Back in Nairobi, we catch a morning flight for Malindi to visit Ganze Girls Secondary School. Here, One Girl Can’s latest project is building two science labs—without them, the girls who dream of becoming doctors wouldn’t have a chance. There we meet 17-year-old student Rehema. She’s a B student and excelling at math but is frequently sent home because her family can’t afford to pay the school’s fees. Her father lives in another city and contributes $12 a week of his carpenter’s salary to his family of nine; her mother makes $12 a week at the market and collects firewood for the school to help defray fees. The Kenyan government only supplies teachers and some textbooks; secondary-school tuition can cost $500 a year per child.

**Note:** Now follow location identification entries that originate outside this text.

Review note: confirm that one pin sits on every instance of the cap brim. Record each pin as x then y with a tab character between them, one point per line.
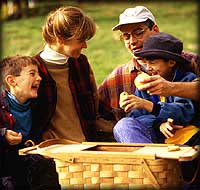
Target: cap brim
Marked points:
133	21
156	53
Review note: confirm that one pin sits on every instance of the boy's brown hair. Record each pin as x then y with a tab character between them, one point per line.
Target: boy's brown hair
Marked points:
13	66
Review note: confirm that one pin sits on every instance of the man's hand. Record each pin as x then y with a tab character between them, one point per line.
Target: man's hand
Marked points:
156	85
168	128
132	102
12	137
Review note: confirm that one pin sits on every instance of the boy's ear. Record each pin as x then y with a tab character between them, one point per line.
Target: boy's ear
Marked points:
10	80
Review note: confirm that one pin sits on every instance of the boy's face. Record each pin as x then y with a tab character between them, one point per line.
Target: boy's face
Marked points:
26	84
160	67
71	48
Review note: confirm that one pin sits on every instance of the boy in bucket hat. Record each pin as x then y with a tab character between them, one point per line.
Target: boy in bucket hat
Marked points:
146	122
162	55
136	25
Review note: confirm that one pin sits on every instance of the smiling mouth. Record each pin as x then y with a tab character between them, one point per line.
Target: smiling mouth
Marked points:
35	87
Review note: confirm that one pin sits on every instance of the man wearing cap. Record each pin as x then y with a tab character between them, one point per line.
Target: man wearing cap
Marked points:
136	25
162	55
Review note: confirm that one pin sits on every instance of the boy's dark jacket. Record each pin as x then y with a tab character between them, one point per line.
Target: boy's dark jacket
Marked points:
44	106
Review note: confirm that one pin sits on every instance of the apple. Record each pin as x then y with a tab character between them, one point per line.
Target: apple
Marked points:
139	78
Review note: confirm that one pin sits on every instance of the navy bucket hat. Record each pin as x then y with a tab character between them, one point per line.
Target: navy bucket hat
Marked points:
162	46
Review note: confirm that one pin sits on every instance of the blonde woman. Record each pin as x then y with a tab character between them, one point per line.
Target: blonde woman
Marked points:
67	101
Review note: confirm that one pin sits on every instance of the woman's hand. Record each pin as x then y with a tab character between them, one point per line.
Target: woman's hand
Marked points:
12	137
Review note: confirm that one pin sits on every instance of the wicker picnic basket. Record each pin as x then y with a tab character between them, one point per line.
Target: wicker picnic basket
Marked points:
115	165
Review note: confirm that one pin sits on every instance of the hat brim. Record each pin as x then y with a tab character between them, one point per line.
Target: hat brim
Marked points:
132	21
161	54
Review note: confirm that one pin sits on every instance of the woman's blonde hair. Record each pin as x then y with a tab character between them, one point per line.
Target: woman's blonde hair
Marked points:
67	23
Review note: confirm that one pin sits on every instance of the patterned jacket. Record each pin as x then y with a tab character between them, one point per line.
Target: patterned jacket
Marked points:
122	79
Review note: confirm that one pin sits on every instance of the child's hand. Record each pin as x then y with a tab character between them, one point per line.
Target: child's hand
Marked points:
12	137
132	102
168	128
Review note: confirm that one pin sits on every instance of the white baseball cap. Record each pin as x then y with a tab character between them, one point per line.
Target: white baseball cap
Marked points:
134	15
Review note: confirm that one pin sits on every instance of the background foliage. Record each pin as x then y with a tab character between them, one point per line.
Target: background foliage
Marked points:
105	51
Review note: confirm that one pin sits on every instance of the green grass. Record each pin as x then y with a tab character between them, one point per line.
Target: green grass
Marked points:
105	51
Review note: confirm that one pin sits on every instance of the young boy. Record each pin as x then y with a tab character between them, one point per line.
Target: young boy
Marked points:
162	55
20	83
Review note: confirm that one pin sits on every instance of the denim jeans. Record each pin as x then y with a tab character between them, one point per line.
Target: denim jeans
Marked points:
130	130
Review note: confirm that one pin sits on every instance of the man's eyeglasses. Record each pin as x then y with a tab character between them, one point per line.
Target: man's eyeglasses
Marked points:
137	34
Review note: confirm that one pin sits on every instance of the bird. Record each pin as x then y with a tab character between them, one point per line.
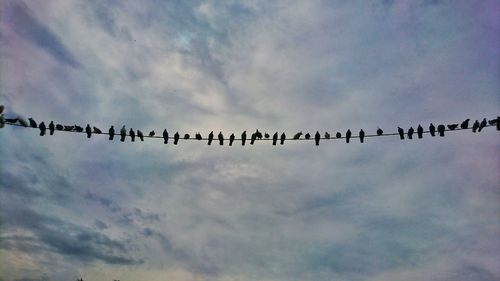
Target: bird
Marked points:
441	129
221	138
432	130
210	137
32	122
420	131
482	124
401	133
42	128
475	126
88	131
111	132
165	136
52	127
176	138
231	139
362	136
132	135
243	138
410	133
140	135
465	124
347	135
123	133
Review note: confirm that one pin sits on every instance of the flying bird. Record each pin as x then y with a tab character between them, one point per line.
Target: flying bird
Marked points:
420	131
165	136
361	136
111	132
432	130
465	124
88	131
441	129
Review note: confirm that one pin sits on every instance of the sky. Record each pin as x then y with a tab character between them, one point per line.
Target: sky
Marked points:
386	209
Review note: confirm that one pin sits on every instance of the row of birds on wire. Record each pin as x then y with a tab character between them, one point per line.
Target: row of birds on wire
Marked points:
123	133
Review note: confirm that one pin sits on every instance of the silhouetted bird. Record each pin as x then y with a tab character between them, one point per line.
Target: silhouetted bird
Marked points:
420	131
401	133
221	138
140	135
362	136
432	130
52	127
465	124
132	134
441	129
42	128
111	132
88	131
165	136
32	123
482	124
475	126
176	138
231	139
410	133
243	138
348	135
123	133
210	138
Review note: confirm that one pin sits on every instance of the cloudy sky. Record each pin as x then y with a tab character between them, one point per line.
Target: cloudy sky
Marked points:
384	210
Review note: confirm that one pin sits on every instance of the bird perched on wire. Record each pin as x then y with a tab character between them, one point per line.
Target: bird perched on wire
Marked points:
410	133
432	130
42	128
348	135
165	136
482	125
111	132
176	138
441	129
465	124
88	131
231	139
420	131
221	138
140	135
401	133
52	127
475	126
361	136
210	137
32	123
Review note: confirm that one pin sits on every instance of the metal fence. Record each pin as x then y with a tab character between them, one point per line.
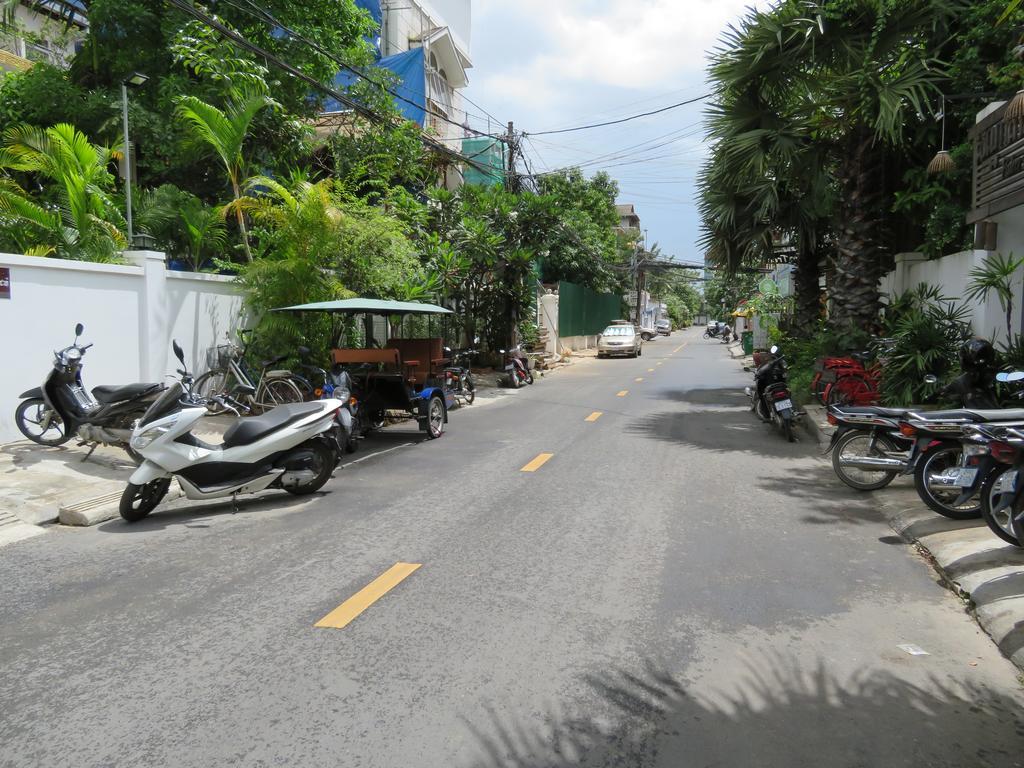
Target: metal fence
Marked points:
584	312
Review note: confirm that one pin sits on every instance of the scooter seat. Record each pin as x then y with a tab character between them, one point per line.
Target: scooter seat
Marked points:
250	429
861	411
974	417
109	393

When Rehema is not in school, she has to fetch water twice a day for her family. We follow her on the 90-minute return trip to the nearest water source. On the way back, she makes balancing a full 18-kilogram jerry can on her head look easy, while the rest of us are merely burdened by the scorching pre-noonday sun. Davis decides on the spot that Rehema will be One Girl Can’s latest beneficiary.
Growing up in the more prosperous capital isn’t necessarily any easier. In Nairobi, we visit Kibera, the largest urban slum in Africa, where about 250,000 people live within 2.5 square kilometres. Electricity is sparse and sanitation nonexistent, and “you smell Kibera before you see it,” Davis forewarns.

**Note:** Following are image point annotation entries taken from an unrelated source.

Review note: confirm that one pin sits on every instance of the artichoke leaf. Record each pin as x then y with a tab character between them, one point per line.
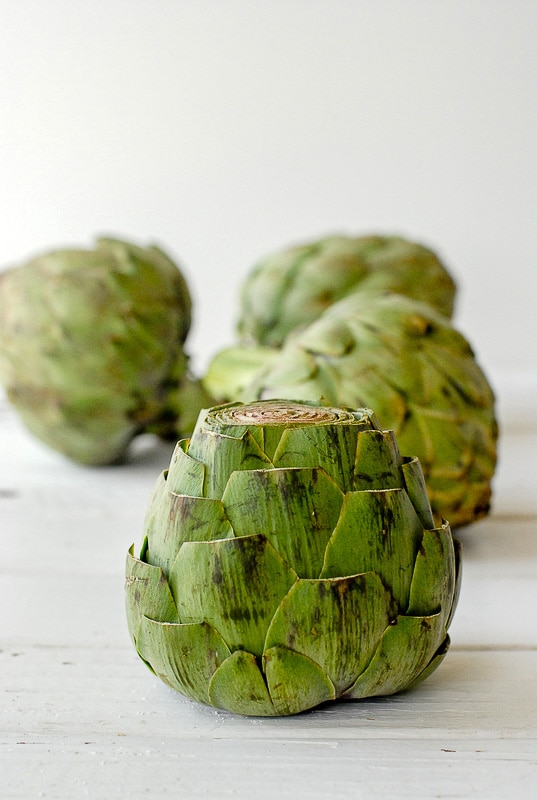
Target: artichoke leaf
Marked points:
414	481
333	449
378	531
183	656
186	475
183	518
404	651
295	509
378	462
433	582
296	682
223	454
238	686
235	585
336	622
147	592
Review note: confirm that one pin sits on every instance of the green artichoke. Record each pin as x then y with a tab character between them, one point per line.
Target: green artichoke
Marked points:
290	289
405	360
91	348
290	559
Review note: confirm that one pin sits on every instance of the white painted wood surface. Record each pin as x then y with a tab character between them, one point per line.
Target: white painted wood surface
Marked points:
81	716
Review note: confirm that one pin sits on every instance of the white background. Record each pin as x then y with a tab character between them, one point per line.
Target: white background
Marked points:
226	130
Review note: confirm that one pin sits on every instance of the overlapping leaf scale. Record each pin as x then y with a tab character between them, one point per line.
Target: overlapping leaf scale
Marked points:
335	622
235	585
333	448
147	593
295	509
185	656
378	531
405	650
222	455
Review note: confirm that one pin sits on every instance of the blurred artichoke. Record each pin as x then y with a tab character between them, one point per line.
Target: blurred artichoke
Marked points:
290	289
291	558
91	348
405	360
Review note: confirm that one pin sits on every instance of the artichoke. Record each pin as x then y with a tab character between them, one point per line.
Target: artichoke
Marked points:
290	558
290	289
91	348
405	360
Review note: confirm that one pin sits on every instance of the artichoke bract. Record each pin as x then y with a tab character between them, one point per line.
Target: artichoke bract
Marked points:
91	348
405	360
290	558
289	289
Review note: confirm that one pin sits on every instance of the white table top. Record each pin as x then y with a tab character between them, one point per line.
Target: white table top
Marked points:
82	717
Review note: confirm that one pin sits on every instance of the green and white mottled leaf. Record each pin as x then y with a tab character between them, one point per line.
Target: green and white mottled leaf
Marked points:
186	475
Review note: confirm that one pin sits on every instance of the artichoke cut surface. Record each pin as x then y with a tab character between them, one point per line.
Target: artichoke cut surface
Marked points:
290	558
402	358
92	348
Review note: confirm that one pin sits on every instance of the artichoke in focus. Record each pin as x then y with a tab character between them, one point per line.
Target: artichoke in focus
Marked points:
290	289
405	360
91	348
290	558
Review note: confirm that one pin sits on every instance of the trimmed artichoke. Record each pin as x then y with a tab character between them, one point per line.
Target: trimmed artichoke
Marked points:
290	289
290	559
400	357
91	348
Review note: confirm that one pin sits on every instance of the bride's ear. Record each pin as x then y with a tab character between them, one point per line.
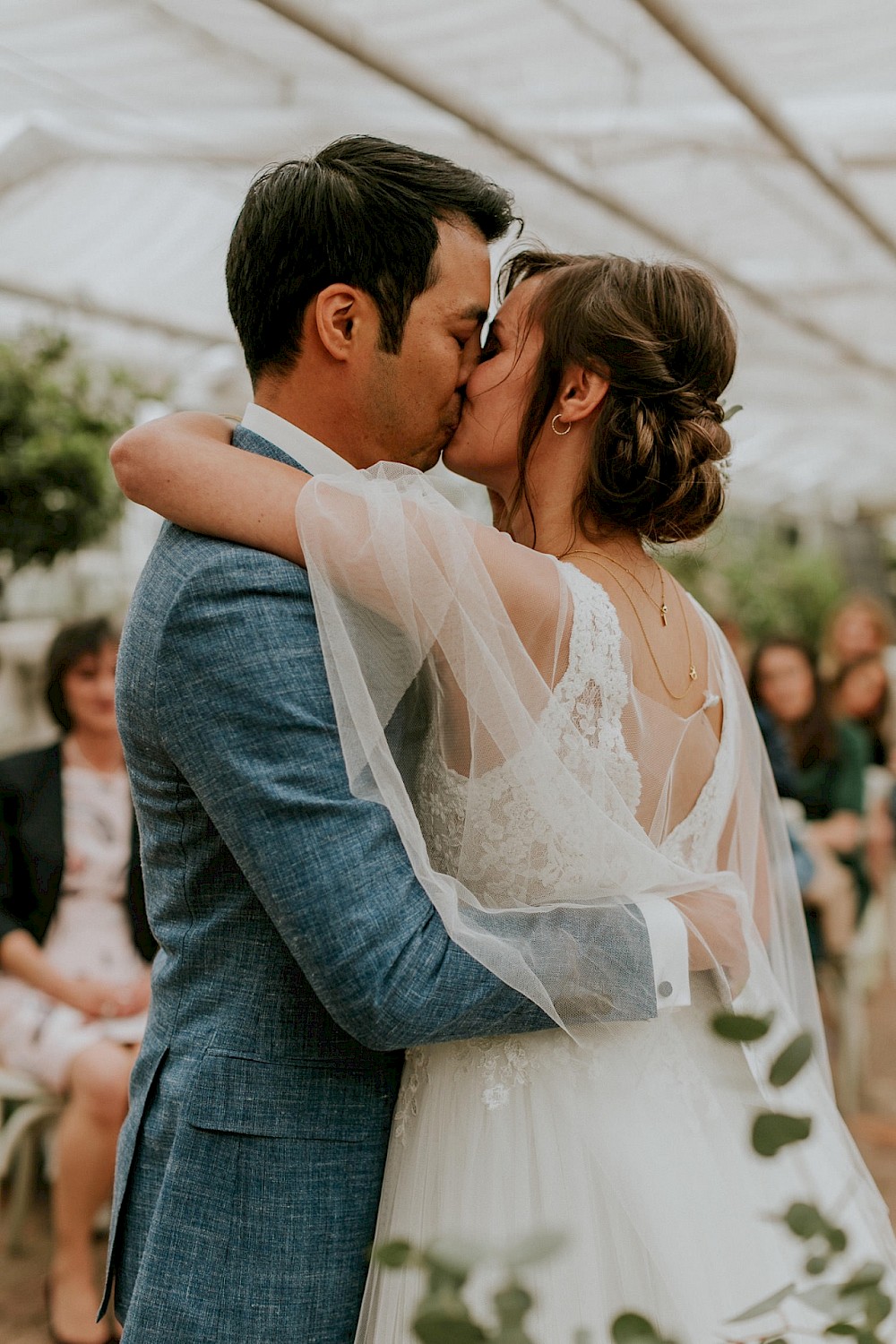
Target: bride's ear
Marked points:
344	317
582	392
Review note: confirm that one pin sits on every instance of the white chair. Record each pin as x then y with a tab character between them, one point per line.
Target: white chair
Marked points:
26	1110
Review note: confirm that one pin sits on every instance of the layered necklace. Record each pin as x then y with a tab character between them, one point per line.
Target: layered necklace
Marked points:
605	562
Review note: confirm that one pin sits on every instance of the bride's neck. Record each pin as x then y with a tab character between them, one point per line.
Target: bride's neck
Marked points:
549	526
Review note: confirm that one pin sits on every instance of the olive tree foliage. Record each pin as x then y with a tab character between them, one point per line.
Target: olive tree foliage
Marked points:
849	1303
56	421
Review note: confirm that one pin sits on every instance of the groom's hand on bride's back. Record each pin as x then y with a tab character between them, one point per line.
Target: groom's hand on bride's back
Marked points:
715	935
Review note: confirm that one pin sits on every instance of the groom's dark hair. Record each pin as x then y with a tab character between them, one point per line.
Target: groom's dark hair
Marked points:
363	212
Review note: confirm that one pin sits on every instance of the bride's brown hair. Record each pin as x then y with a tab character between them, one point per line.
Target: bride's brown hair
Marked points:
664	339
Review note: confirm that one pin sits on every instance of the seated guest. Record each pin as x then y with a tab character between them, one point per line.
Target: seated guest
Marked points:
74	949
857	626
860	693
828	760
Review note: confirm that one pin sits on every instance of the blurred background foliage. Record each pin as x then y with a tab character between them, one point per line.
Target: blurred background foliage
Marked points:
761	577
56	421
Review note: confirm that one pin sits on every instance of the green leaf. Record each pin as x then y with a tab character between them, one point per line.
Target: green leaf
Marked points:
805	1220
512	1304
444	1317
392	1254
790	1061
732	1026
632	1328
533	1249
444	1330
767	1304
772	1132
823	1298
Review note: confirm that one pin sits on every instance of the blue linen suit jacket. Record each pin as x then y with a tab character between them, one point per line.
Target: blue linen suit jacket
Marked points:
297	959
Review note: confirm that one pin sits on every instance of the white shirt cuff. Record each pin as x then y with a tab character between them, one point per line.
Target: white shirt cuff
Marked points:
668	935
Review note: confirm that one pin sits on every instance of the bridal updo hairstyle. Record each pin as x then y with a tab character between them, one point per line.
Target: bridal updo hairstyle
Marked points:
662	338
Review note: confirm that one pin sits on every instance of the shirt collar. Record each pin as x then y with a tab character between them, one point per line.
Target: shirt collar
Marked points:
303	448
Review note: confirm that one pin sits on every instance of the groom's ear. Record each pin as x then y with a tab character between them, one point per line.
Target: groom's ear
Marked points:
346	319
582	392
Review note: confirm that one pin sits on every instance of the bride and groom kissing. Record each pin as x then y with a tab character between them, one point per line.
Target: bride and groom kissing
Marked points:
452	836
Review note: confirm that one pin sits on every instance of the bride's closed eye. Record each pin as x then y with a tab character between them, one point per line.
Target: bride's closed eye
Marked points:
492	347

The Kibera school project is special to Davis, in part because of 18-year-old Rahma, a student she met here eight years ago. When they are reunited, I see the effect they’ve had on each other. In Rahma’s presence, Davis is the softest I’ve seen her. Rahma is striving for a different life. She wants to get out of the slum, earn her own money and then come back to help Kibera. “The minute I saw her, I knew there was something so special about her,” says Davis. “There was a determination in her eyes.” The next day at Nembu, a secondary school 40 minutes outside the slum that has taken in three girls from Kibera, I think of Rahma when I read the principal’s placard: “Where a girl is born is not her destiny.”
To get to the fifth school, we fly to northern Uganda and drive between the Atanga Girls Secondary School and Gulu, where we’re staying. The temperature hovers between 43°C and 46°C, yet women walk the red dusty road carrying both babies and water jugs. We meet 21-year-old Akera, a lab assistant at St. Mary’s Hospital Lacor. She’s unflaggingly cheerful and tells us that when she was studying for her training certificate, she used to dodge the university registrar for months because she couldn’t pay the fees. One Girl Can heard about her and stepped in, and she is immensely grateful.

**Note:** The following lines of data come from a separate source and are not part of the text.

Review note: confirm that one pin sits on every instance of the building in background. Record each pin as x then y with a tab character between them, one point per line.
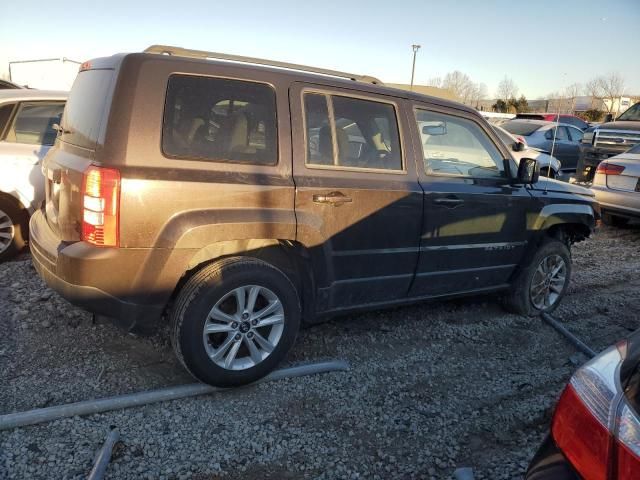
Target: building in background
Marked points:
45	74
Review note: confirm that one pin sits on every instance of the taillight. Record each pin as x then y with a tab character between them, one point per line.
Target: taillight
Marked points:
609	168
593	425
100	203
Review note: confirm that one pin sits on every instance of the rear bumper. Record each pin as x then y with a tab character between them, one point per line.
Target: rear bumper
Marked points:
550	464
617	201
99	280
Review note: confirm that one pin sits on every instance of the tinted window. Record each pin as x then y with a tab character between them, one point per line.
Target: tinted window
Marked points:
632	114
363	135
34	122
576	134
5	115
319	139
456	146
560	132
521	128
220	120
87	107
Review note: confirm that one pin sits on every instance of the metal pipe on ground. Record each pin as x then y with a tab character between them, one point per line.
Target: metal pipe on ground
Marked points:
104	456
579	344
464	473
88	407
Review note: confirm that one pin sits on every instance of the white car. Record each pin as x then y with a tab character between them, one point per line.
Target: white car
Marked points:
617	187
520	149
26	134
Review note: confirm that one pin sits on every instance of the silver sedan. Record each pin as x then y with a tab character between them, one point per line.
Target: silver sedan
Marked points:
617	187
549	166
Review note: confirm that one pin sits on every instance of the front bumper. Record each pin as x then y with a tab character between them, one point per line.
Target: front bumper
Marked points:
550	464
96	279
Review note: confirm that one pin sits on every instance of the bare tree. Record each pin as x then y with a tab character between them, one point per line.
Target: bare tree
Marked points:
459	84
571	93
612	89
507	89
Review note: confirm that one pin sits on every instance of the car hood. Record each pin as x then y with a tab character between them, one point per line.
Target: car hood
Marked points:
630	162
622	125
551	185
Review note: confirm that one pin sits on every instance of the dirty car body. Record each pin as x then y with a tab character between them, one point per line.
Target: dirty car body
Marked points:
218	169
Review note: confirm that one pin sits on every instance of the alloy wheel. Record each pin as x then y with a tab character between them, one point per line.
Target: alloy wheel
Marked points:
6	231
243	327
548	282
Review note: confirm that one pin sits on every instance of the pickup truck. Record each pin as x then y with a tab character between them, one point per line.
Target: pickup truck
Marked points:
606	140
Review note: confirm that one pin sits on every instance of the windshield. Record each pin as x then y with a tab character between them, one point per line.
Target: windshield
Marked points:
521	128
85	108
632	114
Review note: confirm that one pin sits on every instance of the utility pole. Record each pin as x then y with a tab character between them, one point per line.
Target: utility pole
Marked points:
413	68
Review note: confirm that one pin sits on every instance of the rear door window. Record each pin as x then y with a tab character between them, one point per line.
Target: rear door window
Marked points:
33	124
576	134
5	116
351	132
87	107
220	120
560	132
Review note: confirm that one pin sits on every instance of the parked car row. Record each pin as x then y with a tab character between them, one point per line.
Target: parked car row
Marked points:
27	119
243	201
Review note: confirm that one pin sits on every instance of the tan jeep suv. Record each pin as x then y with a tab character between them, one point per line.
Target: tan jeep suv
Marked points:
239	199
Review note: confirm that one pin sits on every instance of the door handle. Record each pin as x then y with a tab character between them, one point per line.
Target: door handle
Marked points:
334	198
449	201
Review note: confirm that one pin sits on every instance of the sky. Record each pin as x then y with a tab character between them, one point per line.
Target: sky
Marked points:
544	46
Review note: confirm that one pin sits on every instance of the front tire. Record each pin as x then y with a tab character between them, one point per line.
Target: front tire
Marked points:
14	229
540	287
234	321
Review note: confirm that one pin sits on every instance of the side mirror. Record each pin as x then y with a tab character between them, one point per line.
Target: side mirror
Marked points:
437	129
528	171
517	146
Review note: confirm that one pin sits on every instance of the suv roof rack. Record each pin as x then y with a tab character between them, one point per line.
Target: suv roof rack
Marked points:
185	52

She joins us for our last supper wearing a vibrant dress and matching head scarf. She reveals that her father lives in town but has no interest in having a relationship with her. And, with tears in her eyes, she recounts the time her aunt’s husband tried to force himself on her. The meal ends, and Akera gets up to leave. After hugging me, she takes the scarf off and places it in my hands. “I can’t take this,” I reason. “It matches your dress!” She insists, and I accept, my eyes welling up.
I think about that sign: “Where a girl is born is not her destiny.” Davis believes this, too. “These girls are fiercely determined, and I’m fiercely determined to help them,” she says. “My job is to give Rahma and Akera and the thousands of other girls like them the chance to achieve the same goals we have for our own daughters.”